Atribuições da escola
Segundo o texto do PL, o poder público deve recensear anualmente as crianças e adolescentes em idade escolar e os jovens e adultos que não concluíram a educação básica. Além disso, a escola deve zelar, junto aos pais ou responsáveis, pela frequência às aulas daqueles que estiverem na faixa etária do ensino obrigatório. Uma vez mais, tal redação aparece praticamente idêntica na Lei de Diretrizes e Bases da Educação Nacional (LDB – 1996), conforme elucida Dutra: “Art. 5º. [...]. I - recensear a população em idade escolar para o ensino fundamental, e os jovens e adultos que a ele não tiveram acesso; II - fazer-lhes a chamada pública; III - zelar, junto aos pais ou responsáveis, pela freqüência a escola Art. 2º. A educação, dever da família e do Estado, inspirada nos princípios de liberdade e nos ideais de solidariedade humana, tem por finalidade o pleno desenvolvimento do educando, seu preparo para o exercício da cidadania e sua qualificação para o trabalho”, exemplifica.
O educador analisa que, com o passar do tempo, a escola deixou de ter a responsabilidade educativa como foco principal, agregando outras funções de assistencialismo, enquanto a família transfere para a escola as suas atribuições sociais, culturais e educacionais. “Talvez um dos motivos desta mudança de comportamento familiar deva-se a sua baixa conscientização política e social, motivada pela ausência de uma educação de qualidade na sua formação como cidadão. O professor tem que ser responsável pela qualidade de suas aulas, bem como participar ativamente na elaboração, aplicação e revisão periódica do Projeto Político Pedagógico da Escola”, opina.
Tendo em vista todas essas medidas, que parecem estar sendo propostas nesse momento, mas apenas reescrevem direitos já previstos, seria necessário um maior investimento no setor da educação, o qual vem sofrendo com sucessivos cortes orçamentários.
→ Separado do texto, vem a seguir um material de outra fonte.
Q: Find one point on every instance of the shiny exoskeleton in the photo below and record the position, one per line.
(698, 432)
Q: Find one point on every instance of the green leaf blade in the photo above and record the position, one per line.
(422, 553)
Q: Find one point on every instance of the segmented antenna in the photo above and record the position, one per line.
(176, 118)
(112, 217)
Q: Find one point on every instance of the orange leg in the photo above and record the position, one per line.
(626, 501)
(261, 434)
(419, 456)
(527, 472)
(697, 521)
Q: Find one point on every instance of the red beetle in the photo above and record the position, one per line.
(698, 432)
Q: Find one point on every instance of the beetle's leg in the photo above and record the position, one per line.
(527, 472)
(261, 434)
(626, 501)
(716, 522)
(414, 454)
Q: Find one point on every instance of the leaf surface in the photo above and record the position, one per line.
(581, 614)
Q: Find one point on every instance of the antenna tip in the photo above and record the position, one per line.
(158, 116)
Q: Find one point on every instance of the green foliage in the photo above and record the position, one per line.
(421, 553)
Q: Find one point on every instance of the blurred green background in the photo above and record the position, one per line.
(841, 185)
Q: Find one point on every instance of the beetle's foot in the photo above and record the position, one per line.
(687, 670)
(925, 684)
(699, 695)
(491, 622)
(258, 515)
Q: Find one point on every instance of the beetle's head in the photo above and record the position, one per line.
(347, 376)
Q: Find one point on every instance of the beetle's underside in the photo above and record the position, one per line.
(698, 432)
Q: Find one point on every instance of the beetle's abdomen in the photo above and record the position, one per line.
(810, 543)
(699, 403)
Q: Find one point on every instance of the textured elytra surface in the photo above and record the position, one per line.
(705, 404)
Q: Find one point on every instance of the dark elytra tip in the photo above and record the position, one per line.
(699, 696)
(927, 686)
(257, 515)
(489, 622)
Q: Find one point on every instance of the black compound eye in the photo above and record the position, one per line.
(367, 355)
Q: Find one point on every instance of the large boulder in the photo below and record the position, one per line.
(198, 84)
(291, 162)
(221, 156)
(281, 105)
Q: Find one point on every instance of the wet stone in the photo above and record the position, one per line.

O professor critica a falta de transparência na aplicação de recursos financeiros da União, Estados, Distrito Federal e municípios, explicando que o discurso de falta de dinheiro é uma mentira tantas vezes repetida e que, com o passar dos tempos, acabamos acreditando em sua versão.
“Até a presente data (janeiro/2013), o Congresso Nacional não teve tempo e preocupação na votação de outro PNE, este que foi debatido com toda a sociedade brasileira e encaminhado ao Governo Federal em abril/2010”, constata o docente, que acredita que basta um olhar sobre os resultados alcançados nas avaliações nacionais a que são submetidas às escolas do ensino fundamental e médio para se constatar que a maioria ainda está distante de uma educação de qualidade, principalmente nos estabelecimentos localizados fora do perímetro urbano central.
“Sabemos que a população sem acesso a educação de qualidade, com certeza, terá enorme dificuldade de entender a sua realidade e de desenvolver a sua consciência política sobre o seu contexto social. Igualmente, penso que o conhecimento é a única riqueza que ninguém pode tirar de nós”, conclui o professor Cláudio Dutra.